Parlament Europejski debatuje właśnie nad ostatnimi poprawkami do projektu nowych przepisów dotyczących obowiązkowego wyposażenia samochodów osobowych.
Przymusowa obecność systemów ABS czy ESP w samochodach nikogo nie dziwi. Zresztą kto kupiłby dziś nowe auto bez tych systemów? Nie każdy jednak wie, że od 1 kwietnia 2018 wszystkie nowe osobówki muszą być wyposażone w system e-Call, czyli system szybkiego powiadamiania służb o wypadkach drogowych. Lista obowiązkowego wyposażenia niebawem może znacznie się powiększyć.
Parlament Europejski chce wprowadzić obowiązek obecności ISA, czyli systemu Inteligent Speed Assistance. Ma on wymuszać utrzymywanie prędkości nakazanej przez znaki drogowe. Przekroczenie prędkości samochód będzie informował na przykład za pomocą wibracji pedału gazu. Podobne rozwiązanie (podnoszące ekonomię jazdy) wprowadziła już marka Audi.
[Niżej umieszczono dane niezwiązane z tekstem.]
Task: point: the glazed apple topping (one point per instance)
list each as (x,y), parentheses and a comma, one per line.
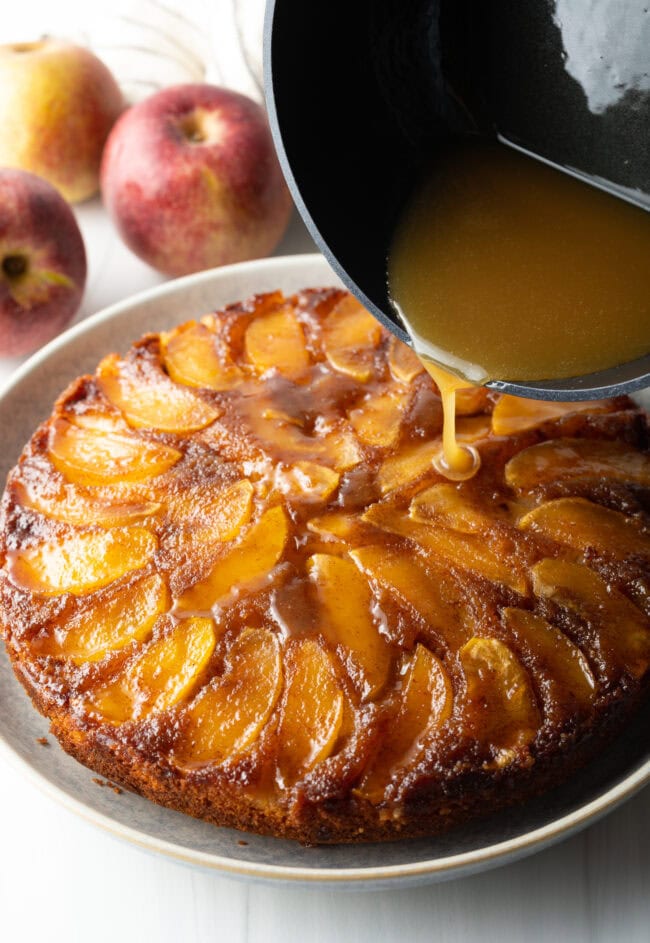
(237,531)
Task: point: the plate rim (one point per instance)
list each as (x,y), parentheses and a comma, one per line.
(370,877)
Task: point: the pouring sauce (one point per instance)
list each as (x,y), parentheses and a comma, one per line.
(503,267)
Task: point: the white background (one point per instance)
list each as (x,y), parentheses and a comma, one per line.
(64,880)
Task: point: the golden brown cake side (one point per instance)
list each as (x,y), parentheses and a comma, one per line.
(235,582)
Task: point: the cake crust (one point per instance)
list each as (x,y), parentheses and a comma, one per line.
(235,582)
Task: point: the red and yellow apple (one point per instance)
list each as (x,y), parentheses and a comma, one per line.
(57,104)
(42,262)
(191,179)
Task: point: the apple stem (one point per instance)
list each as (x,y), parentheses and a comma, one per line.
(13,266)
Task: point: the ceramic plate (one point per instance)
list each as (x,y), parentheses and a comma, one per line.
(484,843)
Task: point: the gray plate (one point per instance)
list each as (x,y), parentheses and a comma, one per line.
(484,843)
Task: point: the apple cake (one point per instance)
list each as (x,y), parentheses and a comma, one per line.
(234,581)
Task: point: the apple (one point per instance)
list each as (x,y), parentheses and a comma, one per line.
(191,179)
(57,104)
(42,262)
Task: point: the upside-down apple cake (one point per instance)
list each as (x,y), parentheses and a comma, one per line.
(235,582)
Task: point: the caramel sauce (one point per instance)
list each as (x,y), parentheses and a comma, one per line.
(503,267)
(456,462)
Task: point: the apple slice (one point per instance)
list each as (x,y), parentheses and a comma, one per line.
(447,506)
(466,551)
(231,712)
(113,623)
(307,481)
(283,438)
(426,703)
(567,680)
(347,601)
(312,712)
(404,363)
(350,335)
(158,677)
(337,525)
(514,414)
(623,630)
(71,505)
(471,400)
(426,593)
(407,465)
(560,459)
(377,421)
(277,341)
(472,429)
(79,563)
(95,457)
(581,524)
(243,564)
(191,356)
(149,399)
(215,513)
(500,708)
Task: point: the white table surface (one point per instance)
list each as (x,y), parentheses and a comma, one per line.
(62,879)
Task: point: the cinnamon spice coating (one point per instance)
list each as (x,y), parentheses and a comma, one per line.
(235,582)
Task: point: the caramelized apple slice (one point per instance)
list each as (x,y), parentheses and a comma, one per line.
(113,623)
(567,680)
(229,715)
(500,708)
(307,481)
(191,357)
(581,524)
(409,464)
(148,398)
(560,459)
(404,363)
(472,429)
(378,420)
(350,334)
(426,703)
(312,712)
(276,340)
(465,551)
(342,449)
(72,505)
(334,526)
(471,400)
(215,513)
(347,602)
(243,564)
(425,593)
(95,457)
(622,629)
(447,506)
(160,676)
(283,438)
(514,414)
(80,562)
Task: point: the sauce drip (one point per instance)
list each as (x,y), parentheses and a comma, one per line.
(503,267)
(456,462)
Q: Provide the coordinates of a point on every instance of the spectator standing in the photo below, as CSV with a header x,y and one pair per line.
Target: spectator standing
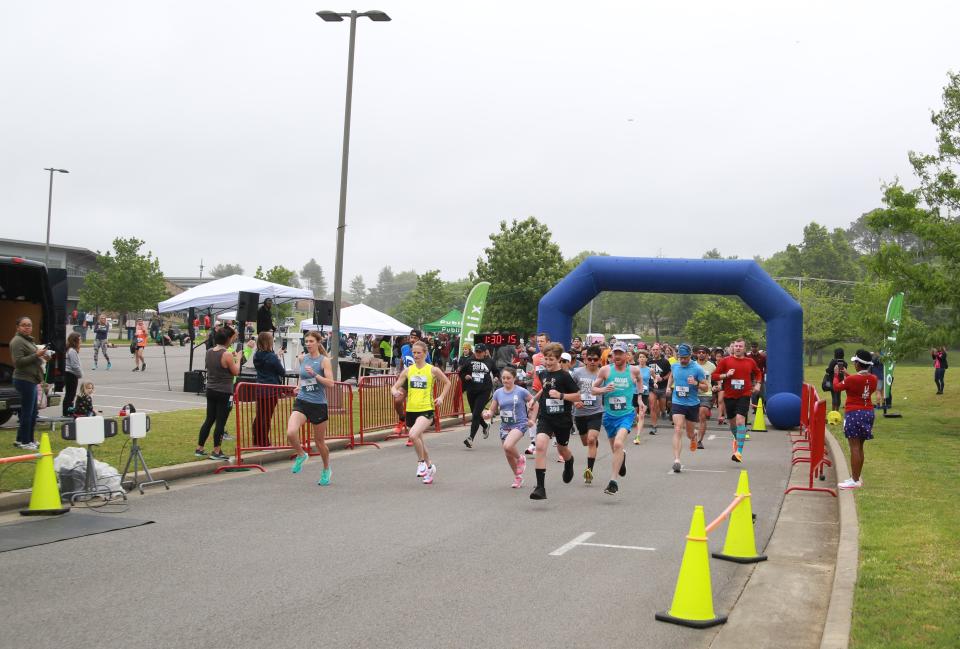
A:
x,y
27,375
72,373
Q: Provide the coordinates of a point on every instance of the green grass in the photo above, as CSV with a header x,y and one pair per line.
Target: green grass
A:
x,y
908,586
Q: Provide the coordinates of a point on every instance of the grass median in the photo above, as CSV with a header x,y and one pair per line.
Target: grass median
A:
x,y
908,584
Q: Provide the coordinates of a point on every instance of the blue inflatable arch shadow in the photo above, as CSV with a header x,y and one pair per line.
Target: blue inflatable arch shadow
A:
x,y
782,314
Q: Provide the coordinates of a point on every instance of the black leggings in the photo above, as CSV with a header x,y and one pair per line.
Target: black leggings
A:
x,y
218,409
478,399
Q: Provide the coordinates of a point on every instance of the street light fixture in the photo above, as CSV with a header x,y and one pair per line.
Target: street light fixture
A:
x,y
46,248
334,17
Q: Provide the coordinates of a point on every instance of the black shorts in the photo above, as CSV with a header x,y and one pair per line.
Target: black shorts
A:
x,y
737,406
690,413
559,429
316,413
411,417
588,422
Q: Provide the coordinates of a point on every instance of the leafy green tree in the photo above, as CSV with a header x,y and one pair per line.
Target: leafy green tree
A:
x,y
427,302
719,320
126,281
226,270
312,274
521,263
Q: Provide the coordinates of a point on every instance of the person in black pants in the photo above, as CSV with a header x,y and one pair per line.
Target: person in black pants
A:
x,y
222,365
476,374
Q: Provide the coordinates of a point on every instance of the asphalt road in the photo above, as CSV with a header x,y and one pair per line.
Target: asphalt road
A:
x,y
378,559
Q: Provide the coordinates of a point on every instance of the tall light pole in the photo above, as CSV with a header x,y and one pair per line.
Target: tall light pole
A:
x,y
46,248
334,17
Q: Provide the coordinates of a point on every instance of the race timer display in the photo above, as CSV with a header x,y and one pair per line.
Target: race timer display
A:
x,y
497,340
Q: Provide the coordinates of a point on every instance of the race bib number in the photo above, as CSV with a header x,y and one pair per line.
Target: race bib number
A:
x,y
418,382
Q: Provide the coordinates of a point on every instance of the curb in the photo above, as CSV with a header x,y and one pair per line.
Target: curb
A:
x,y
836,629
21,499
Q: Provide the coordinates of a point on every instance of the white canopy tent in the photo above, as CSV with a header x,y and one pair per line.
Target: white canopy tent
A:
x,y
221,294
362,319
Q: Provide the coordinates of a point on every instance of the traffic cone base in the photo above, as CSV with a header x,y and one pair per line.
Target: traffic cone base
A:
x,y
45,497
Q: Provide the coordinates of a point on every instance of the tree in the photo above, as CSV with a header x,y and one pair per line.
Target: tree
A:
x,y
226,270
427,302
127,281
312,274
358,290
521,263
718,321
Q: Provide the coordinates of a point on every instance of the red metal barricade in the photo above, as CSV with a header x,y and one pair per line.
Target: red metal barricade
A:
x,y
817,459
262,411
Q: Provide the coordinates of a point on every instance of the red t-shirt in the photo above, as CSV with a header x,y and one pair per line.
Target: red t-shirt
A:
x,y
745,372
859,387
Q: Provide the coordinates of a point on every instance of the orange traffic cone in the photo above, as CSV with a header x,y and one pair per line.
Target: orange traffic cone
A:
x,y
45,497
740,545
693,598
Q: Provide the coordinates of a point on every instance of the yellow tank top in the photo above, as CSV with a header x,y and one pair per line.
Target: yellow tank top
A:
x,y
420,388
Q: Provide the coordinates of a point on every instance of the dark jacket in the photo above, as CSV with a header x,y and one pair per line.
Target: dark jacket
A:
x,y
269,368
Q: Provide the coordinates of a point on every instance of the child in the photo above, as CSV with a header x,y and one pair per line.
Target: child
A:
x,y
83,406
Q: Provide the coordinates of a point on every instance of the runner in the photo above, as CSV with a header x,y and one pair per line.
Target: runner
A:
x,y
617,384
476,373
588,411
858,423
419,379
660,374
706,396
556,402
644,388
738,372
516,407
311,405
686,378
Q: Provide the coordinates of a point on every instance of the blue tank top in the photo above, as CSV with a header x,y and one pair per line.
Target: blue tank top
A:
x,y
311,390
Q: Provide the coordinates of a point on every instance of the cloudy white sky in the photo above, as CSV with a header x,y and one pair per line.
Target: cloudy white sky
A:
x,y
213,129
Kolejny pomysł to wyposażenie samochodów w system pozwalający na zamontowanie alkoblokady. Alkoblokada montowana będzie na przykład w samochodach kierowców, którzy zostali w przeszłości złapani na jeździe po pijaku. Po wejściu do auta trzeba będzie dmuchnąć – jeżeli alkoblokada wykryje alkohol, silnik nie zostanie uruchomiony.
Według europarlamentarzystów samochodach miałby znaleźć się także czujnik dekoncentracji. Jest on już obecny u wielu różnych producentów, jednak ten proponowany przez UE ma analizować ruchy gałek ocznych. Czujnik będzie alarmował kierowcę w razie wykrycia zmęczenia, ale także ma karcić w przypadku zerkania na smartfona.
Ostatnim z pomysłów Parlamentu UE jest zamontowanie tak zwanych „czarnych skrzynek”. Urządzenie miałoby zapisywać wszelkie dane w trakcie jazdy, jak prędkość, przeciążenie, położenie, i tak dalej. W użytku codziennym starsze dane miałyby być nadpisywane, ale w razie wypadku „czarna skrzynka” ma zezwolić służbom na wyciągnięcie danych jazdy na określony czas przed i po wypadku. Pojawia się tutaj pytanie kwestionujące prywatność, ale należy pamiętać, że niektóre samochody z najwyższej półki posiadają już podobne czarne skrzynki, a stosowanie prostych rejestratorów w postaci kamerek pokładowych stało się ostatnio bardzo popularne, dzięki czemu określenie winy w spornym przypadku nigdy nie było łatwiejsze.
Parlament UE szacuje, że dzięki zastosowaniu nowych urządzeń, uda się uratować życie 25 000 osób w ciągu nadchodzących 16 lat. Prace nad ostatecznym kształtem będą trwały jeszcze w 2019 roku, co oznacza, że nowe systemy staną się obowiązkowe nie wcześniej, niż w 2022 roku.
Motocykle mają to do siebie, że są trochę bardziej odporne na stosowanie nowych norm, jak chociażby łagodniejsze i później wprowadzone normy spalin. Pamiętacie z jakim „opóźnieniem” na rynku motocyklowym pojawił się obowiązkowy ABS? Albo kiedy kontrola trakcji stała się popularna? A jednak nie zdziwimy się, jeżeli wraz z postępem technologicznym motocykle również otrzymają obowiązek posiadania „czarnych skrzynek”. Z punktu widzenia bezpieczeństwa wydaje się to całkiem sensownym rozwiązaniem.
Zresztą wspomniany system eCall został już wprowadzony w motocyklach przez BMW (na zdjęciu głównym). Pytanie kiedy stanie się obowiązkowy we wszystkich motocyklach, tak jak w samochodach?